The Department of Chemical and Biological Engineering’s Dr. Surya Mallapragada and Dr. Ian Schneider have received promotions that became effective August 15, 2016.
Dr. Mallapragada has been awarded the title of Distinguished Professor. The title honors exemplary performance in research and/or creative activities as reflected by a national or international reputation in the nominee’s discipline. The nominee must also have demonstrated outstanding performance in teaching and advising, extension/professional practice, or institutional service.
Mallapragada, who is also the Carol Vohs Johnson Chair (“Carol’s Chair”) in Chemical and Biological Engineering, joined Iowa State’s CBE faculty in 1996 as an assistant professor after receiving her Ph.D. from Purdue University and performing postdoctoral work at MIT. She was promoted to associate professor with tenure in 2001 and to full professor in 2006. She also served as program director of the Chemistry & Biomolecular Materials Program at Ames Laboratory from 2004-2008. She served as chair of the CBE department from 2009-13.
Her research interests include smart polymers for gene delivery; polymers for vaccine delivery; bioinspired nanocomposites; nanoparticles for co-localization of multiple enzymes; and a special focus on neural tissue engineering and control of stem cell differentiation, which has applications in pancreatic cancer and nanomedicines for treating brain injuries.
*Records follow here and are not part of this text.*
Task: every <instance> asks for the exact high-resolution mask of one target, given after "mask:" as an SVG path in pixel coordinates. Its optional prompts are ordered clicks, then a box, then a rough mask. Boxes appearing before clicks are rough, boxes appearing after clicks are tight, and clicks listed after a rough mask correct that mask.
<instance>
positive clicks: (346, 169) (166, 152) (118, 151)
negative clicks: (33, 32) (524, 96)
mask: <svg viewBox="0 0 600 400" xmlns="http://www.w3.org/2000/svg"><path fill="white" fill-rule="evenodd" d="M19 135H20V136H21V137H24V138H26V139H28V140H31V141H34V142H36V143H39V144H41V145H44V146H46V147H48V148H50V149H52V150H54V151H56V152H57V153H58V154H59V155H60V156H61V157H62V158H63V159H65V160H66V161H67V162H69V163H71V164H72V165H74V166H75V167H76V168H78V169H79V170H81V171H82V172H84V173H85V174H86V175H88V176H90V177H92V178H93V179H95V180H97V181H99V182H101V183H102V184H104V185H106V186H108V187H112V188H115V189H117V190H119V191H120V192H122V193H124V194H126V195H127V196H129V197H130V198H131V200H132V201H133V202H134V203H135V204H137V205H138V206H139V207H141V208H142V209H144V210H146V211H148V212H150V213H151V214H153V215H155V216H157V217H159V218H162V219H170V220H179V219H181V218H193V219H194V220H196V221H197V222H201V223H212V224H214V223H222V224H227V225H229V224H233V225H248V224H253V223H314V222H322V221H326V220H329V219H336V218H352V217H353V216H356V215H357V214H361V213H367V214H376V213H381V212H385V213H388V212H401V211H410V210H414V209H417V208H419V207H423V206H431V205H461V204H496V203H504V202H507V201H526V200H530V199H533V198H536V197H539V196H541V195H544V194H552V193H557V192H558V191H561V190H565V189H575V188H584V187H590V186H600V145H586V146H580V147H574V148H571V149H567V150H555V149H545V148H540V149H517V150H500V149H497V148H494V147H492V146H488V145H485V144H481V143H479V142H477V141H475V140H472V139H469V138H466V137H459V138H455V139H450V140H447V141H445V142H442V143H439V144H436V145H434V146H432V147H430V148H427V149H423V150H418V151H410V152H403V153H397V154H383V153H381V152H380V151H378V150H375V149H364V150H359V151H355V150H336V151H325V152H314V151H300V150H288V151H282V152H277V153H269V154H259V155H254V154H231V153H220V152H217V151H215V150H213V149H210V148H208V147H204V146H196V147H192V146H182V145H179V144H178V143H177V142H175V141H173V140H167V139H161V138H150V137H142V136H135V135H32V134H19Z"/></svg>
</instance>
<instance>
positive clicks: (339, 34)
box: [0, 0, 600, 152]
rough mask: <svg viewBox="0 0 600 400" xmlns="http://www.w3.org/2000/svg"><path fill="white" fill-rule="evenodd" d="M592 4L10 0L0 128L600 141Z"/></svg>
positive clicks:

Dr. Ian Schneider has been promoted to Associate Professor. He joined the CBE faculty at Iowa State as an assistant professor in 2009 after graduating with his B.S. in chemical and biological engineering from Iowa State in 2000, an M.S. from North Carolina State in 2002 and Ph.D. in 2005. In 2005 he became a postdoctoral research associate at the Scripps Research Institute in La Jolla, CA, where he was named a Damon Runyon Cancer Research Foundation fellow.
Dr. Schneider’s research interests include cellular and molecular mechanisms of metastasis, with a special emphasis on understanding how cancer cells sense structure in the environment around tumors, and how structure can allow cancer cells to migrate and spread the condition.